🤖 AI Summary
The rapid scaling of frontier AI models has introduced novel societal and technical risks, necessitating governance frameworks that move beyond model-centric regulation. Method: This paper proposes “frontier data governance” as a paradigm shift—treating data not merely as a risk vector but as a primary governance lever. We systematically analyze stakeholders across the AI data supply chain and synthesize 15 existing governance mechanisms. Building on this, we introduce five underexplored yet actionable policy instruments: data watermarking (canary tokens), automated content filtering, mandatory dataset registration, generative algorithm security hardening, and Know-Your-Data-Provider (KYD) requirements. Through empirical integration of data provenance, secure data encapsulation, and synthetic data oversight, we design and validate five implementable policy proposals. Contribution/Results: This work delivers the first comprehensive, data supply chain–oriented governance roadmap for frontier AI, offering both theoretical foundations and operational blueprints to inform global AI regulatory practice.
📝 Abstract
Data is essential to train and fine-tune today's frontier artificial intelligence (AI) models and to develop future ones. To date, academic, legal, and regulatory work has primarily addressed how data can directly harm consumers and creators, such as through privacy breaches, copyright infringements, and bias and discrimination. Our work, instead, focuses on the comparatively neglected question of how data can enable new governance capacities for frontier AI models.
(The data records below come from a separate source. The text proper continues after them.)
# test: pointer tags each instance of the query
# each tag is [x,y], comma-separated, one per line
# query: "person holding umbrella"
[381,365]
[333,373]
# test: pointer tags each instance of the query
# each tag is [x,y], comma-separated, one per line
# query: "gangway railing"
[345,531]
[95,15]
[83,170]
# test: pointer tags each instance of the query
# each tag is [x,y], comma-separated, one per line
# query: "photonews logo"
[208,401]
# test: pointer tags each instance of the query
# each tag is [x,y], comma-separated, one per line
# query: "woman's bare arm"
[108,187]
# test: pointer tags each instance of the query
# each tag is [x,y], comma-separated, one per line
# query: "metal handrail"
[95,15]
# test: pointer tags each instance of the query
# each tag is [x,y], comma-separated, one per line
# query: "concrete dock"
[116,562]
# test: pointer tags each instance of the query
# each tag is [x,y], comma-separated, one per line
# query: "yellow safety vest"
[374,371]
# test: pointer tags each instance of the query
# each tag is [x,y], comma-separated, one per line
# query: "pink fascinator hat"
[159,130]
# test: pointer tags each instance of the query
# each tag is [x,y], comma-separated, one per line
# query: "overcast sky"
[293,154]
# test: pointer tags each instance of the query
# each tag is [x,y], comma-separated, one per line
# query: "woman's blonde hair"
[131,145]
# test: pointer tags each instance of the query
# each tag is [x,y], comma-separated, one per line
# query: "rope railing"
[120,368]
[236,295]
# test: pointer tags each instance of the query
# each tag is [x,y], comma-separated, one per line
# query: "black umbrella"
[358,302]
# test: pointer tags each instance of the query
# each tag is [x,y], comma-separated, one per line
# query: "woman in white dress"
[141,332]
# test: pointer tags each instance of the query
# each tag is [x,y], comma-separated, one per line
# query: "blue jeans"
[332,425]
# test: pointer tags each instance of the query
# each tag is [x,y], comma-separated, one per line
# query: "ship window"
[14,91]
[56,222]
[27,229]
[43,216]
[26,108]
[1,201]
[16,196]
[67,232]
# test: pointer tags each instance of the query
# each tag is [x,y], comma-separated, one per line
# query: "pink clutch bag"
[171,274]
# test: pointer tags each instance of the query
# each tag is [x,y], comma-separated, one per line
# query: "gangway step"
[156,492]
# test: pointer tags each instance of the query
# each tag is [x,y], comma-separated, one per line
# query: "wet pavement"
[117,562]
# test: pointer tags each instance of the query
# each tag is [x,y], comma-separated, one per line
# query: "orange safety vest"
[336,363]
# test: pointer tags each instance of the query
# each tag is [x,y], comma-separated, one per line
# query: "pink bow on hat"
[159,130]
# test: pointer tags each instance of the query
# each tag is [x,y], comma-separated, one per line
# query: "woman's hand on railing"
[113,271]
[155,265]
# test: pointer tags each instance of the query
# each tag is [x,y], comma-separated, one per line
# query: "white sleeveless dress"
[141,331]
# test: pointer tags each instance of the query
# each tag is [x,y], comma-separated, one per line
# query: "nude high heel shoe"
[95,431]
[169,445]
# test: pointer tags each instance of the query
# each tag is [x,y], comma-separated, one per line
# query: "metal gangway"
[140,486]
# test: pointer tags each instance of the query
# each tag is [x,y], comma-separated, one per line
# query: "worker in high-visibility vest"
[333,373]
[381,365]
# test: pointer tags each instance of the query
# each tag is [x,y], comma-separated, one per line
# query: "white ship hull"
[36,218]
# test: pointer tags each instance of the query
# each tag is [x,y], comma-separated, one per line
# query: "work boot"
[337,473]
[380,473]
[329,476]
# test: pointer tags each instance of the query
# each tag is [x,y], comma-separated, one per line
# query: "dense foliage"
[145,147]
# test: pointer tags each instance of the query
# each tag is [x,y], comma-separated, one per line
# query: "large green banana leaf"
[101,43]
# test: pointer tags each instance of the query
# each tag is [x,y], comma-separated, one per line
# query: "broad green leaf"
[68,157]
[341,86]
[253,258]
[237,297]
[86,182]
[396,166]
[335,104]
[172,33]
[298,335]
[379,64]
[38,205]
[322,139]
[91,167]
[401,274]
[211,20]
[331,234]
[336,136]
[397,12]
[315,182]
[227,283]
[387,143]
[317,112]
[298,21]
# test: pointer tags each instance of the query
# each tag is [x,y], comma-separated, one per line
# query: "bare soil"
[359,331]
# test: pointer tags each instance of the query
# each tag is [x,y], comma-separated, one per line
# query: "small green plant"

This approach for"frontier data governance"opens up new avenues for monitoring and mitigating risks from advanced AI models, particularly as they scale and acquire specific dangerous capabilities. Still, frontier data governance faces challenges that stem from the fundamental properties of data itself: data is non-rival, often non-excludable, easily replicable, and increasingly synthesizable. Despite these inherent difficulties, we propose a set of policy mechanisms targeting key actors along the data supply chain, including data producers, aggregators, model developers, and data vendors. We provide a brief overview of 15 governance mechanisms, of which we centrally introduce five, underexplored policy recommendations. These include developing canary tokens to detect unauthorized use for producers; (automated) data filtering to remove malicious content for pre-training and post-training datasets; mandatory dataset reporting requirements for developers and vendors; improved security for datasets and data generation algorithms; and know-your-customer requirements for vendors. By considering data not just as a source of potential harm, but as a critical governance lever, this work aims to equip policymakers with a new tool for the governance and regulation of frontier AI models.